The advisability of using products based on herbal raw materials is decided by the attending physician after a detailed examination. In general, pine cones for stroke can only be used as a complementary method.
Treatment
Stroke therapy in the acute period may include:
- Pain relief, correction of body temperature (paracetamol, efferalgan, naproxen, diclofenac, often opiates, propafol). Aspizol, dantrolene are given intravenously, and magnesium sulfate is given by drip.
- Reducing blood pressure, which helps stop bleeding in the brain. For this purpose, drugs are administered intravenously: labetalol, nicardipine, esmolol, hydralazine. However, a sharp decrease in pressure in the first days is not allowed. Next, tablet drugs are prescribed - captopril, enalapril, capoten (as basic therapy orally or through a tube).
- Diuretics for persistent high blood pressure (chlorothiazide, andapamide, Lasix), calcium antagonists (nimotop, nifedipine).
- In case of severe hypotension, vasopressors are prescribed by drip (norepinephrine, mesaton, dopamine).
- Often, a continuous intravenous infusion is used to administer the above drugs, monitoring the pressure level every 15 minutes.
- To reduce cerebral edema, dexamethasone is recommended for 3 days (intravenously). If the swelling progresses, glycerin, mannitol, albumin, and refortan are injected dripwise.
- Often, a continuous intravenous infusion is used to administer the above drugs, monitoring the pressure level every 15 minutes.
- Drugs for the correction of neurological symptoms (sedatives - diazepam, muscle relaxants - vecuronium).
- Local therapy is aimed at eliminating bedsores and includes treating the skin with camphor alcohol and sprinkling with talcum powder.

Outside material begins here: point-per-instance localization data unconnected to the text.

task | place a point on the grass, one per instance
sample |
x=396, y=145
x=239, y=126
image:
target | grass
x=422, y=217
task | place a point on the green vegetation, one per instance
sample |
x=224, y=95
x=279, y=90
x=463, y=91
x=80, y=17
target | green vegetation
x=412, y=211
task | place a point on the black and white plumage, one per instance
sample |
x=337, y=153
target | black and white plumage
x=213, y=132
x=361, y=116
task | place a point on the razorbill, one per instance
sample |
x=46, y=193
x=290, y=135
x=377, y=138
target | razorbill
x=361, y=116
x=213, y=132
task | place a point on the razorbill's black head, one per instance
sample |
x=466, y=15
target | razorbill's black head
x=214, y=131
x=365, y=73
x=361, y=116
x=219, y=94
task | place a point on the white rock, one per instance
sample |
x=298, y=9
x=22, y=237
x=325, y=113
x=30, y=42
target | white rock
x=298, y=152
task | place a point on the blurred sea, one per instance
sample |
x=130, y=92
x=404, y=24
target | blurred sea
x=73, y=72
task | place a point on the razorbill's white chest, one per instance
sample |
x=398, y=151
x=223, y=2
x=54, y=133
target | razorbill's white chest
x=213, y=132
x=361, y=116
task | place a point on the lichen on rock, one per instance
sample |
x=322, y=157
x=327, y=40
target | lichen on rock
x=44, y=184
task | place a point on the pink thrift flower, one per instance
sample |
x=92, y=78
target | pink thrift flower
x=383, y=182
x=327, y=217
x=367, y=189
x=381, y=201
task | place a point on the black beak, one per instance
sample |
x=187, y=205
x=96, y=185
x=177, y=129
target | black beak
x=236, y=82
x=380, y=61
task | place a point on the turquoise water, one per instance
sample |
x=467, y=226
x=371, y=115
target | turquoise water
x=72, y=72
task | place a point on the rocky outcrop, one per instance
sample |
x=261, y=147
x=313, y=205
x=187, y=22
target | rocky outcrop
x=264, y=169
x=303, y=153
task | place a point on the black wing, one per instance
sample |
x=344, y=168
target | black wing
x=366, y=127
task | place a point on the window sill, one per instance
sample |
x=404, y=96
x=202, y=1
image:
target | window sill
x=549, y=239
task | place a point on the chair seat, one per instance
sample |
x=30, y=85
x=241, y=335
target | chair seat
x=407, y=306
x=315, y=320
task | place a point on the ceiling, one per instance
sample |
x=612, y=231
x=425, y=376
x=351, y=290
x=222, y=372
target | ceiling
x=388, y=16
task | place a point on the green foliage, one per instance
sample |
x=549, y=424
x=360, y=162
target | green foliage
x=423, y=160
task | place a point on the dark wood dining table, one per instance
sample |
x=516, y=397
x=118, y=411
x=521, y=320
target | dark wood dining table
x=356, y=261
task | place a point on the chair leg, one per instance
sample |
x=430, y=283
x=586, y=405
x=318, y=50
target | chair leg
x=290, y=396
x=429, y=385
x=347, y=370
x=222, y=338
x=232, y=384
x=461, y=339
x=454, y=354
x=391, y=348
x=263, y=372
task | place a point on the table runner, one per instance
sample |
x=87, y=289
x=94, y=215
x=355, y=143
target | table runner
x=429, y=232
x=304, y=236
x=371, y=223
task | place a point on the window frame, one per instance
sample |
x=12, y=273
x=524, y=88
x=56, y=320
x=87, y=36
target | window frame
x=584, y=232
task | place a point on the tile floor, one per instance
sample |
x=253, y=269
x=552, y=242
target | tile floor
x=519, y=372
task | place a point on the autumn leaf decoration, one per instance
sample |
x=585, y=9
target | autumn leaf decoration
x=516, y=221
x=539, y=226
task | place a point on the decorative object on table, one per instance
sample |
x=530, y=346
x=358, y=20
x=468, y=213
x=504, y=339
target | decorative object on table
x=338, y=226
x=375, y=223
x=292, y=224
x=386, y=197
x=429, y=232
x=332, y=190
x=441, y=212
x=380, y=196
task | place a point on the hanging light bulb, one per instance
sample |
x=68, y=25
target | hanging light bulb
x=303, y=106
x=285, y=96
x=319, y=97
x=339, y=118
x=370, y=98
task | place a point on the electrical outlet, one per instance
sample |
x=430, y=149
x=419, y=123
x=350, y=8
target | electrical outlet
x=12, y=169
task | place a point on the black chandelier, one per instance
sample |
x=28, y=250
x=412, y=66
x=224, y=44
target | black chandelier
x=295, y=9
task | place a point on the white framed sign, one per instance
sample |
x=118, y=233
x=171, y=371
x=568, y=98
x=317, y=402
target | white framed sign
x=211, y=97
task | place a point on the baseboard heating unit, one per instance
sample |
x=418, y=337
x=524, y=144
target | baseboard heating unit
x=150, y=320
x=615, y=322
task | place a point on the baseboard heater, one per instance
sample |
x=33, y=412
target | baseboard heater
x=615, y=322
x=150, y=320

- Symptomatic therapy - anticonvulsants (lorazepam, thiopental or anesthesia for 1-2 hours), medications for vomiting and nausea (metoclopramide, torecan), against psychomotor agitation (haloperidol). For pneumonia and urological infections, a course of antibacterial treatment is carried out.
In the presence of large hematomas (more than 50 ml), surgical intervention is performed. Excision of the hemorrhage site can be carried out if it is localized in an accessible part of the brain, and also if the patient is not in a comatose state. Most often, clipping of the aneurysm neck, puncture-aspiration elimination of the hematoma, its direct removal, as well as ventricular drainage are used.